The Murdoch Touch

Ryan Chittum at The Columbia Journalism Review has documented the effect that Rupert Murdoch’s acquisition of The Wall Street Journal’s Page 1 story length. Since 2007 the number of stories over 1,500 word in length has declined, the number of stories under 1,500 words in length has increased (substantially), and stories of 2,500 words or more have, essentially vanished:

This isn’t because total stories have been decreasing. Story counts in the paper have been steadily going up, even before Murdoch took over, as Audit Head Veterinarian Dean Starkman wrote last year in “Hamster Wheel“—and that’s not including things like blog posts, video hits, and early news stories for WSJ.com or “speedys” for Dow Jones Newswires.

Certainly, the Journal still does lots of top-flight work, and most stories don’t need 2,500 words. But many do, and how does going short as a policy help readers understand the really important stuff like systemic problems, corporate misbehavior, business innovation, or sweeping economic change?

Hat tip: Felix Salmon. Mr. Salmon lauds the change:

WSJ readers are busy: they don’t have time to wade through lots of overstuffed stories in the morning. They want to know what’s going on, and why, and they want their news-delivery mechanism to be as efficient as possible.

My view is that the length of a newspaper story is like the wattage of a light bulb: whatever it takes.
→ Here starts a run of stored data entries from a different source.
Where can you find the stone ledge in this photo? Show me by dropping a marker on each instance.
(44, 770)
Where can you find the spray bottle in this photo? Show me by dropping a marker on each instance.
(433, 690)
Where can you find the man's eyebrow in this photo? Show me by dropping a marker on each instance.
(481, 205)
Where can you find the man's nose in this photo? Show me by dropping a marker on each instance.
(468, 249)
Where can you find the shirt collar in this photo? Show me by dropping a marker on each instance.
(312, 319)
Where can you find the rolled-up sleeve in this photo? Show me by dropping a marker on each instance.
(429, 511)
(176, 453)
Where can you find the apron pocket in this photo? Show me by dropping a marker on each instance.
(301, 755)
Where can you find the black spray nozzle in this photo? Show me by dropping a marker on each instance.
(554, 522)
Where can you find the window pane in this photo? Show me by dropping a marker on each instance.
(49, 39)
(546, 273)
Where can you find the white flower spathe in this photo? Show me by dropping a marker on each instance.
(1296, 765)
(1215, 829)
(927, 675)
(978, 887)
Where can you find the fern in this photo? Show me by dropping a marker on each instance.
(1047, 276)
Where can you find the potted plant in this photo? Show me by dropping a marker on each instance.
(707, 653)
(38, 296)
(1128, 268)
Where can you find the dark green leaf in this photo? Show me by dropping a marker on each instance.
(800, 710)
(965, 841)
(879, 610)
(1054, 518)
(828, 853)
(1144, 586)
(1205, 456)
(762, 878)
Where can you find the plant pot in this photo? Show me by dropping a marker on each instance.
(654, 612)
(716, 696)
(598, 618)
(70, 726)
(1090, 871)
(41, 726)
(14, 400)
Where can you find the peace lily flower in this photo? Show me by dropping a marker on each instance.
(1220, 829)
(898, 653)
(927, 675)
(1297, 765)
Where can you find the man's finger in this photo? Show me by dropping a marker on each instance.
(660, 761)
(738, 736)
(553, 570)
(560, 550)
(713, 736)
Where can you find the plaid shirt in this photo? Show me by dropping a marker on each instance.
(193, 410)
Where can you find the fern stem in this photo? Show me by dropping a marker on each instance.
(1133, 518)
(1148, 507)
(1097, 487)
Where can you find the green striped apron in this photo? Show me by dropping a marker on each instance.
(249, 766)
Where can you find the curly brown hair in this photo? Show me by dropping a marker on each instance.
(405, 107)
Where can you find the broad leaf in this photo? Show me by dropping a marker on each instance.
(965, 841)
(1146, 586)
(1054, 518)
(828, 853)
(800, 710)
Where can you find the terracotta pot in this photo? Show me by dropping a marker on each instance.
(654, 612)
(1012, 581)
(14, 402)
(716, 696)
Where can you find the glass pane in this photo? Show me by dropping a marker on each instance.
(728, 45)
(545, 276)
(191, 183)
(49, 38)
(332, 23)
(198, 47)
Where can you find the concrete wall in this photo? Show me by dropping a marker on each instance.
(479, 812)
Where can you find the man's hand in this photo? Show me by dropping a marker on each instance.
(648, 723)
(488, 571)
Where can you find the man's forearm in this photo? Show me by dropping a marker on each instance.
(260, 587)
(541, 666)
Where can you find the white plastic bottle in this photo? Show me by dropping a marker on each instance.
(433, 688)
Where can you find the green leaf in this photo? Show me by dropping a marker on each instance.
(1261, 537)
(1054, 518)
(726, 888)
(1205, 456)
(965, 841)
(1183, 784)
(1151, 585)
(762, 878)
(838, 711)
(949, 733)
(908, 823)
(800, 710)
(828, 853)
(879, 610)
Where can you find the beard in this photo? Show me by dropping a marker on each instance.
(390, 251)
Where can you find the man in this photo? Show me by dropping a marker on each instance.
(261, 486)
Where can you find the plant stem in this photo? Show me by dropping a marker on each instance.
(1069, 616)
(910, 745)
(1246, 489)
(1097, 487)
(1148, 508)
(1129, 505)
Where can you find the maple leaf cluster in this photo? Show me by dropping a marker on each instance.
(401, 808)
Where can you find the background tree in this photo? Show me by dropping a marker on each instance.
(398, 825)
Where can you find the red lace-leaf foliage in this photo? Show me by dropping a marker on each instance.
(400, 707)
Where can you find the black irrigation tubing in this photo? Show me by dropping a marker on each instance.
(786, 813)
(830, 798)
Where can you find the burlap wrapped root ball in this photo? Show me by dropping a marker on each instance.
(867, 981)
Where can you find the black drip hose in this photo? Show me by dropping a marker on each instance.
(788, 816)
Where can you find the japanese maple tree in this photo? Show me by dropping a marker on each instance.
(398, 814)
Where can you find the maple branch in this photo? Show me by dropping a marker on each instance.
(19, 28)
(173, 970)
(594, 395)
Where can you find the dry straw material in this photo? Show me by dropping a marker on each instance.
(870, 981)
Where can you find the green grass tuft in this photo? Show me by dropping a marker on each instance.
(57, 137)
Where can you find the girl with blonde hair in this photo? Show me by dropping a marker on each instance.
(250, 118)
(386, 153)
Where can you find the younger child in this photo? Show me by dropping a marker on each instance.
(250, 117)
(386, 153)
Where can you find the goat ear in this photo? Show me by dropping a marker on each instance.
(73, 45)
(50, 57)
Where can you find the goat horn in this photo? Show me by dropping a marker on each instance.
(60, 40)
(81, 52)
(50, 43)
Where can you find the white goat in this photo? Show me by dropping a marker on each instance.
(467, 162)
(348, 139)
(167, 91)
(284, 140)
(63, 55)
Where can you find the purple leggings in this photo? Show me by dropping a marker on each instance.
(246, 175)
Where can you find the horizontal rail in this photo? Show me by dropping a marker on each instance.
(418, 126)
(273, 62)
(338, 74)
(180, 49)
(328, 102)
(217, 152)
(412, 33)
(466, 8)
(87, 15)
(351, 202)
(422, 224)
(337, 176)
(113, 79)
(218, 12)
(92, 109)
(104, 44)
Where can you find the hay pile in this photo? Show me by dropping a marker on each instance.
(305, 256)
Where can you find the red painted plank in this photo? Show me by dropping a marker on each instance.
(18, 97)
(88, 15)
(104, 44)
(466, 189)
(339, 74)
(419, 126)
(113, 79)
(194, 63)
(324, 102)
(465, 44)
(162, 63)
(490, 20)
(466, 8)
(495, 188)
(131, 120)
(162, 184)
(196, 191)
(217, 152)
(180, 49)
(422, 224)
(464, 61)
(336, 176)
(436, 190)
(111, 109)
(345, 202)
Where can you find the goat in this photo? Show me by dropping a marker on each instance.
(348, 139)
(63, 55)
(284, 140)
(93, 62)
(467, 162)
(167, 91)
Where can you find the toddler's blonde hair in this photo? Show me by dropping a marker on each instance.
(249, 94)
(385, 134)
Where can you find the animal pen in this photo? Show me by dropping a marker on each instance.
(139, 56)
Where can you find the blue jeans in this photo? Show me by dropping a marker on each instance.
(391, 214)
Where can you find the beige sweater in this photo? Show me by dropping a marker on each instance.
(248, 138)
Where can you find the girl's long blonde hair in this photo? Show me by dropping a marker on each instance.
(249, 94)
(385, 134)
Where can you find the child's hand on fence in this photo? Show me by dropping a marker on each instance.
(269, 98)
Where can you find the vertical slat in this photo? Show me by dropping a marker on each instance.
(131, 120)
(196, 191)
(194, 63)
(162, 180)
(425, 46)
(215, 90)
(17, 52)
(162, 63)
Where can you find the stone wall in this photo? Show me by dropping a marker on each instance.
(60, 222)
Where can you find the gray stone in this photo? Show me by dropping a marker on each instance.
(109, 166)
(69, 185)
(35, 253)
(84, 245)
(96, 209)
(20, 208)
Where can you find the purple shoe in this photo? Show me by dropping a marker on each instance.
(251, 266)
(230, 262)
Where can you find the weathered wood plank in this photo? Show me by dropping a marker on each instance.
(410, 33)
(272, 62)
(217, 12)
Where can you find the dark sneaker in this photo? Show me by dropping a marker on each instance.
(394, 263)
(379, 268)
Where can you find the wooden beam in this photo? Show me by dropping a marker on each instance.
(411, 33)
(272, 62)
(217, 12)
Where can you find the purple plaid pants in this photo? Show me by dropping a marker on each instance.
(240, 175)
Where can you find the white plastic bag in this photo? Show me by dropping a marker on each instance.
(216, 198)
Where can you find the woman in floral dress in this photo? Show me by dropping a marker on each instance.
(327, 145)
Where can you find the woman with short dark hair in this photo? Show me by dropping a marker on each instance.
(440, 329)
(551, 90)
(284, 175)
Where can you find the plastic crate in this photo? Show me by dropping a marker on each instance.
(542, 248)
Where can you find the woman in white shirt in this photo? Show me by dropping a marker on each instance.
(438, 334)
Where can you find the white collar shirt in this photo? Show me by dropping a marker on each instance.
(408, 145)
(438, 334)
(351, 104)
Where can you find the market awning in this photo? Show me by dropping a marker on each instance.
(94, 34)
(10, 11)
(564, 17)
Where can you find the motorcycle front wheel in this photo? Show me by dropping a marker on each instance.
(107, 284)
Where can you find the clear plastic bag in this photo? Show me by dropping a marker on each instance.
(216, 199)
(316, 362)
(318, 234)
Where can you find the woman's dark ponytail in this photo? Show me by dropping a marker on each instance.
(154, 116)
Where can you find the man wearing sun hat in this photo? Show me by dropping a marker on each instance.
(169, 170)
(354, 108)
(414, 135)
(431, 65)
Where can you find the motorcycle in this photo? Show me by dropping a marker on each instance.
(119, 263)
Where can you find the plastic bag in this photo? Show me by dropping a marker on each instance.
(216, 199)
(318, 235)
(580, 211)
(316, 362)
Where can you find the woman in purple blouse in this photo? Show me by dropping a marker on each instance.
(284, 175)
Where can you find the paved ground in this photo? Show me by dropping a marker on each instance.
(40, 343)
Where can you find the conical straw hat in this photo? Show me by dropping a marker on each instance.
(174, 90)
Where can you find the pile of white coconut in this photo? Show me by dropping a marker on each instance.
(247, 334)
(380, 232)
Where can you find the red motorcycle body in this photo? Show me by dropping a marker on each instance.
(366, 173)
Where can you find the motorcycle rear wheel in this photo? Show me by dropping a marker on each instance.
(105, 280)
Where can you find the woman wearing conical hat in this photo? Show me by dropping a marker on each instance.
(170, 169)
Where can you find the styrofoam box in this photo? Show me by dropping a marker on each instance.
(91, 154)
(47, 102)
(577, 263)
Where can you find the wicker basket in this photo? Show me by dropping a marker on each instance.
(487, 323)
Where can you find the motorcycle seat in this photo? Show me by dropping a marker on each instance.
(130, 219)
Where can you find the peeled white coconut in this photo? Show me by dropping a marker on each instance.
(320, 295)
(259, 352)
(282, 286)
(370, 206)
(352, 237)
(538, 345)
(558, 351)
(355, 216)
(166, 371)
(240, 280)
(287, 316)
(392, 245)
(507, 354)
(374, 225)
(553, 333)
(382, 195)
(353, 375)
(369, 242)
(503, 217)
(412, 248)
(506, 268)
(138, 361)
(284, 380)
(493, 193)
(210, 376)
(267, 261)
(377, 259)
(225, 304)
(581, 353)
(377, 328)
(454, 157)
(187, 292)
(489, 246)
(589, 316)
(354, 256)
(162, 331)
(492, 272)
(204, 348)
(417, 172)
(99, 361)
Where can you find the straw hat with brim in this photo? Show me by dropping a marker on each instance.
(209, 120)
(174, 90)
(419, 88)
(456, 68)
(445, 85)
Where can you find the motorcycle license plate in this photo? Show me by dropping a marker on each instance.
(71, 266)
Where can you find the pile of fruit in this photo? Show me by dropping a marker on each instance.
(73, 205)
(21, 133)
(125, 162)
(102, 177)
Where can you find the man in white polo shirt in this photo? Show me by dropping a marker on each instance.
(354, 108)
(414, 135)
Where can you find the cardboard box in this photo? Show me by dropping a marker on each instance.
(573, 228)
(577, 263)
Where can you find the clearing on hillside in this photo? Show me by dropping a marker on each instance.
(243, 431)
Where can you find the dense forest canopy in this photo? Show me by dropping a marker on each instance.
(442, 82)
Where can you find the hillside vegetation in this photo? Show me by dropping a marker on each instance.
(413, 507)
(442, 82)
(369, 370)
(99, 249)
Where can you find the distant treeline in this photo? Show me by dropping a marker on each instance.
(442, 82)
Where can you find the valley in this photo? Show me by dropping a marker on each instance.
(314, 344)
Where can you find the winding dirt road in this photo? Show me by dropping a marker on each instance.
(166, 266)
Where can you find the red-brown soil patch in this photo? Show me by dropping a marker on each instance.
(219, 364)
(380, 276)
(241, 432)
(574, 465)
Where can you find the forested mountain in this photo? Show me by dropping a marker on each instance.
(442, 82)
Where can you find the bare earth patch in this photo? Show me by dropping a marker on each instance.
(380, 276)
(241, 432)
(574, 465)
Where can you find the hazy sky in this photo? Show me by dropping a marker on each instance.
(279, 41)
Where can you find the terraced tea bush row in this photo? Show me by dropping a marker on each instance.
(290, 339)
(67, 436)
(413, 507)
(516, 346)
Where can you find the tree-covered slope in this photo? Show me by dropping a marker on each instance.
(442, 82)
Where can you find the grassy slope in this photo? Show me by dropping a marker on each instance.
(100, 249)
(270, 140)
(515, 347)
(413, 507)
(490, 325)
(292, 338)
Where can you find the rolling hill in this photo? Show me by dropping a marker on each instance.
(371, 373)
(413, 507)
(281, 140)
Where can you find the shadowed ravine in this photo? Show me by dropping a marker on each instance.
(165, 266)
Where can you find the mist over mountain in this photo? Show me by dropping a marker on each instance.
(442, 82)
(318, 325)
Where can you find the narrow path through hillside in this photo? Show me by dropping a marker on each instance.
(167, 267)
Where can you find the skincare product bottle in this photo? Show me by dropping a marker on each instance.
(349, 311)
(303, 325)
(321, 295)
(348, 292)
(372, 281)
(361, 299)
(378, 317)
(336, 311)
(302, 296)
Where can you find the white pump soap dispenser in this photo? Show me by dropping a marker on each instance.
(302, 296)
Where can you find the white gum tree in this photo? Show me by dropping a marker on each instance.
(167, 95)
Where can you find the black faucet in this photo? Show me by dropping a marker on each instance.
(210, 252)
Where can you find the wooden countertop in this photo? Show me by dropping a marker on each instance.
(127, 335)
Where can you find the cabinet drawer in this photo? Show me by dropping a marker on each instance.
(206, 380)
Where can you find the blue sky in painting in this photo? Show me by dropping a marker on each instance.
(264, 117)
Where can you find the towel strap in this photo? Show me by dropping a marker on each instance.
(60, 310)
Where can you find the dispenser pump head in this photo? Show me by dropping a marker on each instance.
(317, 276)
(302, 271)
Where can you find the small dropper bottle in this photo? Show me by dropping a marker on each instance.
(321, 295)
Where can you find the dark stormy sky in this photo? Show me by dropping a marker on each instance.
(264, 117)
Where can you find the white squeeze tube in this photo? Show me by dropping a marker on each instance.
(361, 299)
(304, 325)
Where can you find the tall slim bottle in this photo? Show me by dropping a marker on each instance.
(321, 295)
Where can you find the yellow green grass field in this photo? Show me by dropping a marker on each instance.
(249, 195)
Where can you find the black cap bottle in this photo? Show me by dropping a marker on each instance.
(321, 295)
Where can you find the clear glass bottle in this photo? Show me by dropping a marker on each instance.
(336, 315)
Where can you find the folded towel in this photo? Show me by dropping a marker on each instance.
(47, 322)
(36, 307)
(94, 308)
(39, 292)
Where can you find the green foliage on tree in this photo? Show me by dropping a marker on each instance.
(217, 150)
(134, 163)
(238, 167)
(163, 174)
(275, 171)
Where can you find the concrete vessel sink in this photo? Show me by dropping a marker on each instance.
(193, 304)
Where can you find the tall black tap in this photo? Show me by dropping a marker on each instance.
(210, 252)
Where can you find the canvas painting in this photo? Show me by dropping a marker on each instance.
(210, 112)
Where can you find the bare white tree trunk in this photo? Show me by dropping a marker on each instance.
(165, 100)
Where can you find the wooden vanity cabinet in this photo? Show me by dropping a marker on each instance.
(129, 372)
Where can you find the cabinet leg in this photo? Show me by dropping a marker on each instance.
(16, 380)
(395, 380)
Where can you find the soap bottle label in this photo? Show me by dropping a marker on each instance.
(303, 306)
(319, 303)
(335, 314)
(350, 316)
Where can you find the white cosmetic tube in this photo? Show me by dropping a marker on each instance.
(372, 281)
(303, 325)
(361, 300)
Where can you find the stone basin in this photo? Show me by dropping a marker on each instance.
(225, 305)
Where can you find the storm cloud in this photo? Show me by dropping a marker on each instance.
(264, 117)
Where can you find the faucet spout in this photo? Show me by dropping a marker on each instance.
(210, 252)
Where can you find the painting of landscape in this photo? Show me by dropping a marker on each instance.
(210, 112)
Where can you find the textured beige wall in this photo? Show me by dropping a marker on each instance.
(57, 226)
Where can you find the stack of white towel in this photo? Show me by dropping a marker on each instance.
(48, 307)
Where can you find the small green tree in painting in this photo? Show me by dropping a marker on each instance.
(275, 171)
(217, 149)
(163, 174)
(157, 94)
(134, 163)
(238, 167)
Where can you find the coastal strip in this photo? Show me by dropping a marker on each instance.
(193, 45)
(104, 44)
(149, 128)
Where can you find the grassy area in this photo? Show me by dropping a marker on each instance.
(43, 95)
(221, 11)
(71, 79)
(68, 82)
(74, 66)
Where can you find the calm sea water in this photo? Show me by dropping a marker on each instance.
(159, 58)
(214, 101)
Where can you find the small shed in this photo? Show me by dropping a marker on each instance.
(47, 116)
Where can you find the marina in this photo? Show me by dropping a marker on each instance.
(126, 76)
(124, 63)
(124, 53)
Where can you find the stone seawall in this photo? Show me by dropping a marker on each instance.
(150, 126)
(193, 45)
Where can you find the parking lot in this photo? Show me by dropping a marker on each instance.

Some stories can be reported adequately in 600 or even 400 words. Some take 2,500 words or longer. When you must put every story into a 600 word Procrustean bed, you’ll either report some stories inadequately or incoherently or you won’t report them at all.

That, I think, is the greatest problem in professional journalism today: stories that don’t fit the corporate mold aren’t being told at all.

2 comments… add one
  • Sam Link

    The length doesn’t bother so much as what qualifies for news anymore. “Republican X says this, but Democrat Y says this!”. Fact checking is now relegated to a few Internet sites because I guess people want WWE style pseudo-drama instead of real reporting.

  • You touch on a point that I thought of working into this post but didn’t, Sam. News reporting has always passed through a partisan and ideological filter. That’s because it’s a human activity.

    The Internet means that filter is much more apparent than it used to be.